In a world of survivors where every stranger encountered could be either a savage or a savior, none of them knows exactly where they are heading, or why. But a purpose awaits them that will shape their lives and the lives of all those who remain.
The end has come. The beginning comes next.
Only minor spoilers ahead for the book.
Discussion: The most remarkable thing about this book is how like and unlike it is from all the Nora Roberts books that have come before. Roberts has always been one to treat writing a novel like a 9-5, which is how she releases so many books each year. It also means that her characters tend to speak with the same cadence and be, at times, completely indistinguishable from each other. It’s super easy to write quickly if you’re not trying to make 100% unique characters, and that’s always been true of her writing.

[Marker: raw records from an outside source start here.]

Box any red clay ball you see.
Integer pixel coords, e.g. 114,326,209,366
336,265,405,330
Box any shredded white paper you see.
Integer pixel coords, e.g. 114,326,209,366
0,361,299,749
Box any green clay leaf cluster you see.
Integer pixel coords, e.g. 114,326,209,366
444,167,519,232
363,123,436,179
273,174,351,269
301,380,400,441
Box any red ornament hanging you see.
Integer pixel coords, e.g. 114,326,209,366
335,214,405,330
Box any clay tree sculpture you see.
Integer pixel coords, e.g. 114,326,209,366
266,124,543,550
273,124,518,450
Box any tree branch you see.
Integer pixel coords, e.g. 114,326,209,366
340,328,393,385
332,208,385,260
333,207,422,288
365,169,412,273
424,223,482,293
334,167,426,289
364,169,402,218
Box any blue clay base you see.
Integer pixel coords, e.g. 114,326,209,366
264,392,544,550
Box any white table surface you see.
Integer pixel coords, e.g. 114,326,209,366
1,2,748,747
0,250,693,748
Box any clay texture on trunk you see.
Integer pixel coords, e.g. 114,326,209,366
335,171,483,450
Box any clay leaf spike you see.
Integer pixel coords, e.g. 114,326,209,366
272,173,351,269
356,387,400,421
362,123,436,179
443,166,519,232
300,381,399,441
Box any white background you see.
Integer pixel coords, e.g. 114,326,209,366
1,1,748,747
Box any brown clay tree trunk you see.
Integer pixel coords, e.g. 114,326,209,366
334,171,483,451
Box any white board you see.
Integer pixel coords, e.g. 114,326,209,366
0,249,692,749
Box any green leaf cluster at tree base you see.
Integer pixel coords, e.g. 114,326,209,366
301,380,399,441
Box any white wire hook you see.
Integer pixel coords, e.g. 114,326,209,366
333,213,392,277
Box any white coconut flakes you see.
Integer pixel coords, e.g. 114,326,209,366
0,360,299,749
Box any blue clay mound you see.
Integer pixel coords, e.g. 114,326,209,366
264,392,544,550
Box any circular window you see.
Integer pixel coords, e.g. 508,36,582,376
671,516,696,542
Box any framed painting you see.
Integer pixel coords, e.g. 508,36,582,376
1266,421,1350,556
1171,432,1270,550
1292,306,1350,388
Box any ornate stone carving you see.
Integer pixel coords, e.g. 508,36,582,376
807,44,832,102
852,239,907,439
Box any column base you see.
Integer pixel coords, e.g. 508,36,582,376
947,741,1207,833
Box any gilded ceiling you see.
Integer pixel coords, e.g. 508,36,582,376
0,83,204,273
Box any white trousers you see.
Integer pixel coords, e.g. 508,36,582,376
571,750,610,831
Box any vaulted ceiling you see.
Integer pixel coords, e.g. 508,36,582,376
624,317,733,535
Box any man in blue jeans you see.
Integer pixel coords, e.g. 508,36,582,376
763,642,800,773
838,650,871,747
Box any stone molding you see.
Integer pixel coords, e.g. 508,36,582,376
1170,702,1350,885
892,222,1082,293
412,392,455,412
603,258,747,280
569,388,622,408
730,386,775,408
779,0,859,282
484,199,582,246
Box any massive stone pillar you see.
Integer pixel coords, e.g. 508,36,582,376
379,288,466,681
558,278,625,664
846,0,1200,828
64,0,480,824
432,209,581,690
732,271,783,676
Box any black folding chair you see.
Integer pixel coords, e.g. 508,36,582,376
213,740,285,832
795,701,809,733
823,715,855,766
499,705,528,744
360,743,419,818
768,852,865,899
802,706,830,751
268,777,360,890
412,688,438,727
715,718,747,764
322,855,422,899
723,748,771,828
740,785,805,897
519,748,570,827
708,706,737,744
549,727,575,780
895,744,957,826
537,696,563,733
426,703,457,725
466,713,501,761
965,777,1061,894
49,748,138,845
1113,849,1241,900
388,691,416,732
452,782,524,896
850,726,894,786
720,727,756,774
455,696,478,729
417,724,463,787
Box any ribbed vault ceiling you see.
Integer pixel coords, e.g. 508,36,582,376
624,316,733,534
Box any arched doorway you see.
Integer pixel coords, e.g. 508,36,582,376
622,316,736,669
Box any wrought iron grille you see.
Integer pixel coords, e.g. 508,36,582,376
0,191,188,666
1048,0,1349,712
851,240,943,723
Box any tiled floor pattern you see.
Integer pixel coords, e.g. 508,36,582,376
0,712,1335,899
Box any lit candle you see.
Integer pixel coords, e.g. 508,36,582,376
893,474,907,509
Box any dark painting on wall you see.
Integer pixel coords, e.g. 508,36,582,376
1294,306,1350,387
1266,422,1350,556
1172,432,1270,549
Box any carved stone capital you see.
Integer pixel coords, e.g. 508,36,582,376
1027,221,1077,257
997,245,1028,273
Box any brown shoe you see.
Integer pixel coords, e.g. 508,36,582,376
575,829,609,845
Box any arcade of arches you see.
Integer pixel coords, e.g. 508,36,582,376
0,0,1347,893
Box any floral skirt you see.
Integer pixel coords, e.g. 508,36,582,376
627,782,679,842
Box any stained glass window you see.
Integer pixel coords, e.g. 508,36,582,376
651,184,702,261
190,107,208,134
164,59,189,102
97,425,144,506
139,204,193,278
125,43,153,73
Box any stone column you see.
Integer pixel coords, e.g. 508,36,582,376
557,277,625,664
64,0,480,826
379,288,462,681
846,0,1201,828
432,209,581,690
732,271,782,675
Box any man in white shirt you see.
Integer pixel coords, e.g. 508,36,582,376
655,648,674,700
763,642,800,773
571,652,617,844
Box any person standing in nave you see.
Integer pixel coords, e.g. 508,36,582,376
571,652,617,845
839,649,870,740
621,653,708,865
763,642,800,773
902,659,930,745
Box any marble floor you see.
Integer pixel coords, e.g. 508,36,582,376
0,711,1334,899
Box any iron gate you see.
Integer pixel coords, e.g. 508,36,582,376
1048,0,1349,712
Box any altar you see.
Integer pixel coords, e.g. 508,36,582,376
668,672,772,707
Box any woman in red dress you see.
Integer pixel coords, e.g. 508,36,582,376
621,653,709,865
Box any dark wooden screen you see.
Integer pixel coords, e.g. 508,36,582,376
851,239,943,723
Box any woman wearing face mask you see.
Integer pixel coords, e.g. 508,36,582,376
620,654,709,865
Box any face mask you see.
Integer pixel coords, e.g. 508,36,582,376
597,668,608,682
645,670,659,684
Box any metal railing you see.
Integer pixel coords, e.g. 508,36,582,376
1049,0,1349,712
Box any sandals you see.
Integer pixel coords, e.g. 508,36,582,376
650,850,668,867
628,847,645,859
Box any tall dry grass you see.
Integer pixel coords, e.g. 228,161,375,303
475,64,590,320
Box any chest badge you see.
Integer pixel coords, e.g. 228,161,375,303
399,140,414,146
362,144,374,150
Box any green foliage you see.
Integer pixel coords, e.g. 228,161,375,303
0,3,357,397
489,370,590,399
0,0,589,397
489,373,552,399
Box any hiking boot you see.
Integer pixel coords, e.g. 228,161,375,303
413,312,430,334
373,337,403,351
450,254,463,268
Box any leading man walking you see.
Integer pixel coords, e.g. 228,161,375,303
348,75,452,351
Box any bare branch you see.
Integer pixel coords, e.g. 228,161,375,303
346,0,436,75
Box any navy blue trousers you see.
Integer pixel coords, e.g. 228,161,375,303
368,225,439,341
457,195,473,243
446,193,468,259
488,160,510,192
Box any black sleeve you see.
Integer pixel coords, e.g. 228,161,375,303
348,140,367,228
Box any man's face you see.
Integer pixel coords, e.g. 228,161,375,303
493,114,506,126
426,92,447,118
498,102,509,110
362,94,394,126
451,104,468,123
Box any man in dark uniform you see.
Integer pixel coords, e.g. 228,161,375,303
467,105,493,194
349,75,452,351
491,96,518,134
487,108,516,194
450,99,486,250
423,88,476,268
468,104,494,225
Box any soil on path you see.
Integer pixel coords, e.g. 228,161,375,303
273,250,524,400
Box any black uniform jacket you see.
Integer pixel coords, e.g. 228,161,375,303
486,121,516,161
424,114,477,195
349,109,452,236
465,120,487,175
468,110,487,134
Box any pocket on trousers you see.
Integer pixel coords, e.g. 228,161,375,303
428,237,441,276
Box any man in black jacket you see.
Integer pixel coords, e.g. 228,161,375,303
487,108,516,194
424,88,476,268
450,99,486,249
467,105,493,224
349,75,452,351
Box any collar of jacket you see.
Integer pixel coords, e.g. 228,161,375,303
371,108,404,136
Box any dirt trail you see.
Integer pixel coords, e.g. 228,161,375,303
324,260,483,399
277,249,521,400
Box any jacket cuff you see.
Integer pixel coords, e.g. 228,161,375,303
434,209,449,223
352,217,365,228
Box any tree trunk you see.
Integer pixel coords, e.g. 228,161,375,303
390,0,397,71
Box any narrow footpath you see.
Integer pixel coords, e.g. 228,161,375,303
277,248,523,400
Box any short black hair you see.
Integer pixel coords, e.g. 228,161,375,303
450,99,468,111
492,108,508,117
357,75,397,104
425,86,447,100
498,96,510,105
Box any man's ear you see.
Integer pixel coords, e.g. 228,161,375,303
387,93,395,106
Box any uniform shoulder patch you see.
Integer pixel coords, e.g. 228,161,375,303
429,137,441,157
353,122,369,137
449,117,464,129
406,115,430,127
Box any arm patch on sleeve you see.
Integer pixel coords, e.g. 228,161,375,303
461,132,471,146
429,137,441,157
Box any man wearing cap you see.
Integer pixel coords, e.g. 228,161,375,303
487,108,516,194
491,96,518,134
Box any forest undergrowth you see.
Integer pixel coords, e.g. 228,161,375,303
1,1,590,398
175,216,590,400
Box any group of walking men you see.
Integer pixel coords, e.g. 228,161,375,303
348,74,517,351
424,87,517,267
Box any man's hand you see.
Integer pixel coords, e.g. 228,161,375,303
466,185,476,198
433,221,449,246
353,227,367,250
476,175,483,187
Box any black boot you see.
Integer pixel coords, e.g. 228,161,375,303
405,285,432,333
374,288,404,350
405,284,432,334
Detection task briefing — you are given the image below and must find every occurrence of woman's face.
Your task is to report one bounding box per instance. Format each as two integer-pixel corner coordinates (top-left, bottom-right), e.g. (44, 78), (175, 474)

Given that, what I’ve always appreciated about her novels is the window dressing with which she surrounds her tropes. For all that she selects from pre-crafted characters, she surrounds them with interesting worldbuilding that definitely speaks to a lot of research on her part, whether it’s running a wedding business or opening a B&B or, in this instance, life in dystopian America.
The world ends in the prologue, an illness that spreads quickly and has an overwhelmingly high mortality rate. They call it the Doom in the book as it’s the Doom of mankind. Those who don’t die are either regular humans just blessed with immunity, or gifted individuals with special powers: witches, fairies, elves, shapeshifters, mermaids/men, etc. All of them were whatever they are before the Doom, but the Doom definitely brought out something more in all of them. Lana, one of the main characters in this installment, is a witch. She can light candles as a party trick, but that’s about it at the beginning, but that quickly changes as the world does.
I haven’t read a lot of recent Roberts’ novels, so I’m not sure how she’s evolved over the years, but I was really surprised by some of the things she brought to the table in this novel. A lot more death than I was truly expecting, even outside of the epidemic that killed 75% of the world’s population. There’s an art to writing a good villain that I’m not sure Roberts possesses. Her villains were evil because they’re evil, and absolutely anything was on the table because wickedness was their only motivation. They rape, they pillage, they kill because it’s fun. There’s a window dressing of religious fervor for one group, lack of resources for another, but it doesn’t really fit their crimes.
This also does not, at all, fit in with the trope-y romance plot lines that I’m used to in her writing. The thing that I thought would happen with the main pairing does not happen, and about 80% of the way through the book something happens that absolutely changes everything in a way that made the ending not entirely satisfying for me. Slight spoilers: that storyline continues in the second book and works much better.
Still, despite its faults, I genuinely enjoyed the book and am now 70% of the way through its sequel, and I’ve already got the third novel out from the library. I need to know how everything works out for these crazy kids.
In conclusion: Even formulaic authors can find an original story, and I think Roberts has here. Not that dystopian novels aren’t saturating the market, but her take on everything, weaving together Irish mythology with a doomsday tale, is definitely new. Her dialogue still leaves something to be desired, but she’s woven together a page-turner nonetheless.